Während die Notenbanken mittlerweile überall in Asien (abgesehen von Japan) dazu übergegangen sind, ihre Geldpolitik zu straffen, um Kapitalflucht und Währungsabwertungen entgegenzutreten, und das Auslandskapital zurückgeht, sinken auch die Exporteinnahmen. So hatte Malaysia gerade für April gegenüber dem Vorjahresmonat einen überraschenden 3,3prozentigen Rückgang der Exporte bekannt geben, was wohl zum ersten Handelsbilanzdefizit seit 16 Jahren führen wird. Die Exporte der Philippinen, deren Handelsbilanz schon länger negativ ist, gaben im April im Vorjahresvergleich sogar um 12,8 Prozent nach, Indonesien und Thailand verzeichneten ebenfalls Rückgänge und steigende Handelsbilanzdefizite, während China gerade den niedrigsten Exportzuwachs seit einem Jahr verbuchte.
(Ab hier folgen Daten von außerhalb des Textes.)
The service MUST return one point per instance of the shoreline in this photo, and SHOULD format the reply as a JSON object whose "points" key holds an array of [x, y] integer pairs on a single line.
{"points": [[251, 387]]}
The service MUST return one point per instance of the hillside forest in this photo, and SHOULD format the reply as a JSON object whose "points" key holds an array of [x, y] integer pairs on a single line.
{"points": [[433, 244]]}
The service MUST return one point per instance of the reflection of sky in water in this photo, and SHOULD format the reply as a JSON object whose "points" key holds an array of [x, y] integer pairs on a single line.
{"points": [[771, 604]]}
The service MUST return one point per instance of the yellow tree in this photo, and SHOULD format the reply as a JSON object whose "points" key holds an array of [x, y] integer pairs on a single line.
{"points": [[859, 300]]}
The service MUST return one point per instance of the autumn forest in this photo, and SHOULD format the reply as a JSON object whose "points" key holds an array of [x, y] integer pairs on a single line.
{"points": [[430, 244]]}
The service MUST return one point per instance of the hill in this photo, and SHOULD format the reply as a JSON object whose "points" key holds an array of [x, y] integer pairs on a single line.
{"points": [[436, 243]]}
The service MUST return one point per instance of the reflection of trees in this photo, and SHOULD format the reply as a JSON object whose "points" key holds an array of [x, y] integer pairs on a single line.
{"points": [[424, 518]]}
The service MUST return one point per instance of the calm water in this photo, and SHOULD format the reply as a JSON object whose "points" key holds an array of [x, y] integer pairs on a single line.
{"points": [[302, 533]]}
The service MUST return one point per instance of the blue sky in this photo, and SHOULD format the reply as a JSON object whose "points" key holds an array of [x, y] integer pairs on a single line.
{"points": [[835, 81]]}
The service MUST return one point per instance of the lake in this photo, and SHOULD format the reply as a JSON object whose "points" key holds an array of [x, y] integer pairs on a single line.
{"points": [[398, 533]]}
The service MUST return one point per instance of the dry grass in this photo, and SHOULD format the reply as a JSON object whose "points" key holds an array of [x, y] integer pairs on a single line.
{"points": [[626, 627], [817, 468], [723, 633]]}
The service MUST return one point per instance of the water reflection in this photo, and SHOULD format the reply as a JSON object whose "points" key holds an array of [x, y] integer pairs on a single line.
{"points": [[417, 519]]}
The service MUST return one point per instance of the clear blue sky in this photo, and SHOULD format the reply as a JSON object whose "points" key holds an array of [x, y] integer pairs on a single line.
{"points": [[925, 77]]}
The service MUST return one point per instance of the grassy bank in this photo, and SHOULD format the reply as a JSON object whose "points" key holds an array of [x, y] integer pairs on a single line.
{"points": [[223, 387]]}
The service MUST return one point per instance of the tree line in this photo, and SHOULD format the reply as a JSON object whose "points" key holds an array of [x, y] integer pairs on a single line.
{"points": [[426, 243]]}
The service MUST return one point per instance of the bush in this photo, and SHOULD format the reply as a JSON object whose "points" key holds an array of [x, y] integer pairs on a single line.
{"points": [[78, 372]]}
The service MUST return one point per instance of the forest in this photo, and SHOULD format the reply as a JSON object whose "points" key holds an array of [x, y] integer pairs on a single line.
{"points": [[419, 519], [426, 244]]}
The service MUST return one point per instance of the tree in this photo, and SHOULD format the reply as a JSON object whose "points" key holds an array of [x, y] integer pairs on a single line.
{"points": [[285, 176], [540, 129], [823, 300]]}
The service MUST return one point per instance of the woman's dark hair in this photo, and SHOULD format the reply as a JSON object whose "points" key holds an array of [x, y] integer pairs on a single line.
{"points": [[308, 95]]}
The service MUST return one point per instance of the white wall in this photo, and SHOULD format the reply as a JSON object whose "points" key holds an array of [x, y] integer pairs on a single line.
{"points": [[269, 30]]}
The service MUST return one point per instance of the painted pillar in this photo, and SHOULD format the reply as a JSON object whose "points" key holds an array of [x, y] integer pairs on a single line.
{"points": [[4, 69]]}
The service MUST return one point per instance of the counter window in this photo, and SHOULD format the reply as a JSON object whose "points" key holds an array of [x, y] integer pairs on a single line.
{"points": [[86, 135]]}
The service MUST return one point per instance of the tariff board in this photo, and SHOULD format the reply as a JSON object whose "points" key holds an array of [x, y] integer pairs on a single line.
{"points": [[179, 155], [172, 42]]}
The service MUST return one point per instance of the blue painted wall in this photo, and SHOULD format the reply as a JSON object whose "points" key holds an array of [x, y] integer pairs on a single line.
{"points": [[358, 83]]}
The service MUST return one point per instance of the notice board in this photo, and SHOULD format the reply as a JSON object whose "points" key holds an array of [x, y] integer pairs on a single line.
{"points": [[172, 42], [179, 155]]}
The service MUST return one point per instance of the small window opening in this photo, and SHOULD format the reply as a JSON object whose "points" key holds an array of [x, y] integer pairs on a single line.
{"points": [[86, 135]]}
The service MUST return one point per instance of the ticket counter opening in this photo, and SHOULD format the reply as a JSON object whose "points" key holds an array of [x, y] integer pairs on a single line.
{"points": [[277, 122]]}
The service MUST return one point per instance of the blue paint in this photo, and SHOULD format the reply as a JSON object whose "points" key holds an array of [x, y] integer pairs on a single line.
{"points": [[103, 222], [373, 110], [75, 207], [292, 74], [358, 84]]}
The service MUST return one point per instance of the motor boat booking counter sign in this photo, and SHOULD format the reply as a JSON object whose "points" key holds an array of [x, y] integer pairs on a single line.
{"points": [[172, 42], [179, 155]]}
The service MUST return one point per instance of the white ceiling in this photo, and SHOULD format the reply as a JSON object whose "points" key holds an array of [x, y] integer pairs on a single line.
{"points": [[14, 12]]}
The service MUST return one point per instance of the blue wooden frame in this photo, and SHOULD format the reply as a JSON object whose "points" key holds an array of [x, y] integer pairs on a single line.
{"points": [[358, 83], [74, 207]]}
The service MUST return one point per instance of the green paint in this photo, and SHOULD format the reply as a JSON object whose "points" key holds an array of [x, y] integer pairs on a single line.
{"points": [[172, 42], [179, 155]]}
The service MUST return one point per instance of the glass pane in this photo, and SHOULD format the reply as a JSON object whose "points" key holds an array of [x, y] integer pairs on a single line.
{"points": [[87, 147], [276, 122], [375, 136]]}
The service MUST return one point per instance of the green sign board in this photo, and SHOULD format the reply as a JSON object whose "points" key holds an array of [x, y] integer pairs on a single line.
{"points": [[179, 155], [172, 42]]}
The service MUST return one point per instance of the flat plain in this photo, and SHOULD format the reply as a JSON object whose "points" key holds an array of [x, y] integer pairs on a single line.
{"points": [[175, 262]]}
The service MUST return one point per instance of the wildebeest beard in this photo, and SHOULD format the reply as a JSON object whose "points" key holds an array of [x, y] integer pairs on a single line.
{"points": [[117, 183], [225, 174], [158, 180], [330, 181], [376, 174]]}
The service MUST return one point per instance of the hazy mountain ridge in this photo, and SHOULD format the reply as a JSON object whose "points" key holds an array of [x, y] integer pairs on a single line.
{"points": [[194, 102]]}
Wenn aber weder Exportüberschüsse, noch eine expansive Geldpolitik oder ausländische Gelder für eine weitere Kreditexpansion zur Verfügung stehen, dürften wohl nicht nur sehr rasch diejenigen Kreditnehmer ans Licht kommen, die ihre Kredite bislang aus neuen Krediten bedient oder damit überteuerte Vermögenswerte finanziert haben, sondern es müsste auch die kreditfinanzierte Nachfrage nach Konsumgütern aus den westlichen Industriestaaten versiegen. Zieht die Nachfrage im Westen nun also nicht entsprechend an, könnte es mit dem ohnehin zaghaften Aufschwung in den USA und der Eurozone also rasch vorbei sein.